This assumes real-world physiology and physics are at work. Weird results could occur due to differences in tissue density (eg, dwarves, genasi, warforged), dimensional shunting of mass, and so forth.  In reality, tissue density will increase as a structural response to increased load. Certain creatures, such as sauropds, got around drawbacks of high local mass by having hollowed-out vertebrae and the like.


----------



## Dr_Rictus (Nov 9, 2004)

jgbrowning said:
			
		

> I think an average cubic foot of human weighs around 46lbs.




Humans weigh only slightly less than the same volume of water (since they just barely float in water, and the really muscular ones sink).  Water weighs about 62 lbs. per cubic foot.

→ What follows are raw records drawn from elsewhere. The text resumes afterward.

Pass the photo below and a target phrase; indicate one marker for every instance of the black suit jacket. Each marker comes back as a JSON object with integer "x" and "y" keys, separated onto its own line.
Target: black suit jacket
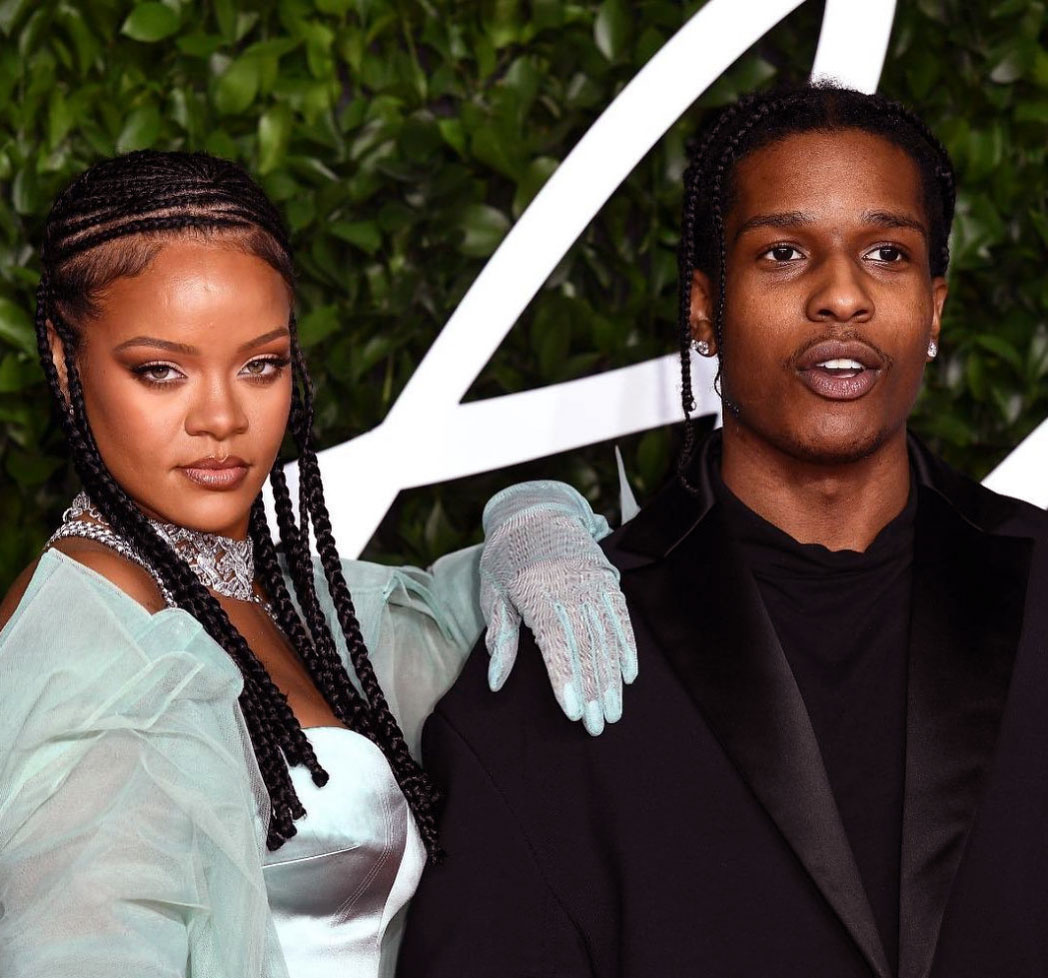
{"x": 699, "y": 835}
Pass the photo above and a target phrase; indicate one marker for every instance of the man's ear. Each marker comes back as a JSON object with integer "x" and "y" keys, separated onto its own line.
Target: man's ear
{"x": 701, "y": 317}
{"x": 939, "y": 291}
{"x": 58, "y": 357}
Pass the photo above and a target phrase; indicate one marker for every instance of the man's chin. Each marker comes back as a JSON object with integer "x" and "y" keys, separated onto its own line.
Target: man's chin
{"x": 841, "y": 449}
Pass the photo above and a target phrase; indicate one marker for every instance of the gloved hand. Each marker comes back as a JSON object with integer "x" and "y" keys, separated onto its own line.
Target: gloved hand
{"x": 541, "y": 563}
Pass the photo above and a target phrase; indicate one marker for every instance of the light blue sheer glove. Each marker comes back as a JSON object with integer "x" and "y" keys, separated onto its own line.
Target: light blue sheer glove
{"x": 542, "y": 563}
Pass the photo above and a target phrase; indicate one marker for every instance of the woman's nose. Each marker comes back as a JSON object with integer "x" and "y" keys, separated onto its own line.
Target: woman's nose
{"x": 216, "y": 411}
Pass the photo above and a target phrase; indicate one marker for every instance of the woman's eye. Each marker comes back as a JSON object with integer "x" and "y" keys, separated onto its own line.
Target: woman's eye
{"x": 888, "y": 254}
{"x": 783, "y": 253}
{"x": 265, "y": 368}
{"x": 157, "y": 373}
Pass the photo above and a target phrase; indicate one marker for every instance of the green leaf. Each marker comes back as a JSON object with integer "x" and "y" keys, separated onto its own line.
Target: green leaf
{"x": 1002, "y": 348}
{"x": 16, "y": 327}
{"x": 140, "y": 130}
{"x": 238, "y": 86}
{"x": 9, "y": 13}
{"x": 1008, "y": 69}
{"x": 151, "y": 22}
{"x": 612, "y": 28}
{"x": 484, "y": 227}
{"x": 318, "y": 325}
{"x": 29, "y": 469}
{"x": 225, "y": 15}
{"x": 363, "y": 234}
{"x": 275, "y": 130}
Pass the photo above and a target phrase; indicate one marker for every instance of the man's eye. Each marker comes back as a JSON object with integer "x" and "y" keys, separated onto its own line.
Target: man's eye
{"x": 783, "y": 253}
{"x": 887, "y": 254}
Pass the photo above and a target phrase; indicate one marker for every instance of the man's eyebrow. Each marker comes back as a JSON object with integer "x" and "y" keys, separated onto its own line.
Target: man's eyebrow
{"x": 783, "y": 219}
{"x": 158, "y": 344}
{"x": 264, "y": 339}
{"x": 893, "y": 219}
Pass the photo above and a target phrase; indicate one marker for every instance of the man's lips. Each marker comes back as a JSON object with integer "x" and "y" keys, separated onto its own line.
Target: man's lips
{"x": 216, "y": 473}
{"x": 839, "y": 369}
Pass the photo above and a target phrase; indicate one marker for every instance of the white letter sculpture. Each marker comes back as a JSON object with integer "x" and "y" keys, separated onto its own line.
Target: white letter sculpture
{"x": 429, "y": 435}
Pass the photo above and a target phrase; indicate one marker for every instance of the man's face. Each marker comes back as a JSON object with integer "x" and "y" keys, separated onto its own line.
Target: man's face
{"x": 829, "y": 302}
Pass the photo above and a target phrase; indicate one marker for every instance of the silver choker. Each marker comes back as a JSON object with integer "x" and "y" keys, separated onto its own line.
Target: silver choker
{"x": 223, "y": 565}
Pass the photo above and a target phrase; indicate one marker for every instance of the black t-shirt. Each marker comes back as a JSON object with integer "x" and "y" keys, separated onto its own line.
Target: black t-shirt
{"x": 843, "y": 620}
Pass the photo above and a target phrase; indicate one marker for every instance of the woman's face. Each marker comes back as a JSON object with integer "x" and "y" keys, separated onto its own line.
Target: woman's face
{"x": 188, "y": 384}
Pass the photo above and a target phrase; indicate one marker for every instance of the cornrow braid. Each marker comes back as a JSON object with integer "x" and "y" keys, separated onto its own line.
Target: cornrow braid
{"x": 108, "y": 223}
{"x": 757, "y": 121}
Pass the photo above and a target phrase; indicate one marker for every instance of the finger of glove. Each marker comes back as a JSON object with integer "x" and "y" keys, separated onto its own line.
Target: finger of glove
{"x": 618, "y": 618}
{"x": 557, "y": 638}
{"x": 501, "y": 638}
{"x": 601, "y": 690}
{"x": 610, "y": 676}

So 46 lbs/ft^3 is too low.  At that density, one quarter of a floating human's body volume would bob above the surface of the water, which pretty clearly isnt' so.

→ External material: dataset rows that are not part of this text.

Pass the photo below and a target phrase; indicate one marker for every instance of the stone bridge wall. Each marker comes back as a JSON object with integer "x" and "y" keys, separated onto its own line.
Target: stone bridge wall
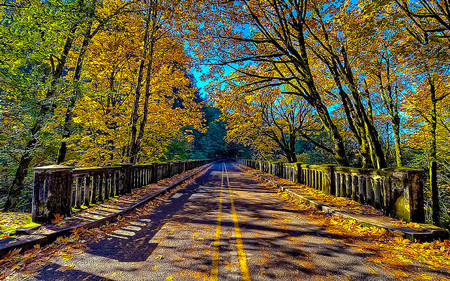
{"x": 396, "y": 191}
{"x": 63, "y": 189}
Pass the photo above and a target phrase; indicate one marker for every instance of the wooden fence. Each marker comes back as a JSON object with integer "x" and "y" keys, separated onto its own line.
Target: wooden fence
{"x": 62, "y": 189}
{"x": 396, "y": 191}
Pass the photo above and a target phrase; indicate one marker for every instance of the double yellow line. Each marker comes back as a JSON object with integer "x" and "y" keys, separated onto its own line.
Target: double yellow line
{"x": 237, "y": 231}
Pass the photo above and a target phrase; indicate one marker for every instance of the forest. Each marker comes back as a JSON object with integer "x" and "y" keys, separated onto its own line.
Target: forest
{"x": 360, "y": 83}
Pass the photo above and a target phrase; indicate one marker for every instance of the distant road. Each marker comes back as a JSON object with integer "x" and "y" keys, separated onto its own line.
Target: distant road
{"x": 223, "y": 226}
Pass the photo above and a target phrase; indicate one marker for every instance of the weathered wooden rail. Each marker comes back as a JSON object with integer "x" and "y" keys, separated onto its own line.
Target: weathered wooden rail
{"x": 63, "y": 189}
{"x": 396, "y": 191}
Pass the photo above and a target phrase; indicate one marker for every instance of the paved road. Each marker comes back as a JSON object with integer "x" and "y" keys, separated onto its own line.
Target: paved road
{"x": 224, "y": 226}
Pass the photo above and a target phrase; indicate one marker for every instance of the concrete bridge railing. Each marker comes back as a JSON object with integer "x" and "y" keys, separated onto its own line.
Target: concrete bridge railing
{"x": 396, "y": 191}
{"x": 62, "y": 189}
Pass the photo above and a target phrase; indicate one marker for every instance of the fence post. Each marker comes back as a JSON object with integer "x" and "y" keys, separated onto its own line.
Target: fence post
{"x": 125, "y": 177}
{"x": 52, "y": 192}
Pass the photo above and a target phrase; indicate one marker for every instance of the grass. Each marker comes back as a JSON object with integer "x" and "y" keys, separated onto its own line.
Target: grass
{"x": 10, "y": 221}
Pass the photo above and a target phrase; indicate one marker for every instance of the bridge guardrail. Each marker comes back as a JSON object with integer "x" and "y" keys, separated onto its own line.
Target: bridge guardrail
{"x": 61, "y": 189}
{"x": 396, "y": 191}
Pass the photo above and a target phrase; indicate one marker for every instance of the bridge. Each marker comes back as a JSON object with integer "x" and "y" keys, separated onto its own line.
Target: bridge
{"x": 219, "y": 222}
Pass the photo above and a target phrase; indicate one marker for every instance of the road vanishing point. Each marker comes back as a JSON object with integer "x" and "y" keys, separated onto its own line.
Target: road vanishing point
{"x": 223, "y": 226}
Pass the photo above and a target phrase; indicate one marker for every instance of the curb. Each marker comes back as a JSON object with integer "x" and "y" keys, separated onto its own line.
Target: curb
{"x": 44, "y": 239}
{"x": 426, "y": 235}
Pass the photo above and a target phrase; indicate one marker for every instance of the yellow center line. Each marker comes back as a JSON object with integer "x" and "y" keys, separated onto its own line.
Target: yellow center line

Not that knowing the density does you any good, though, since you don't really have a way to compute the volume of a creature aside from proportionality to other, known creatures.  And if you can do that you can derive the mass directly.


----------



## jgbrowning (Nov 9, 2004)

Dr_Rictus said:
			
		

> Humans weigh only slightly less than the same volume of water (since they just barely float in water, and the really muscular ones sink).  Water weighs about 62 lbs. per cubic foot.
> 
> So 46 lbs/ft^3 is too low.  At that density, one quarter of a floating human's body volume would bob above the surface of the water, which pretty clearly isnt' so.




Cool. Thanks for the info.

joe b.


----------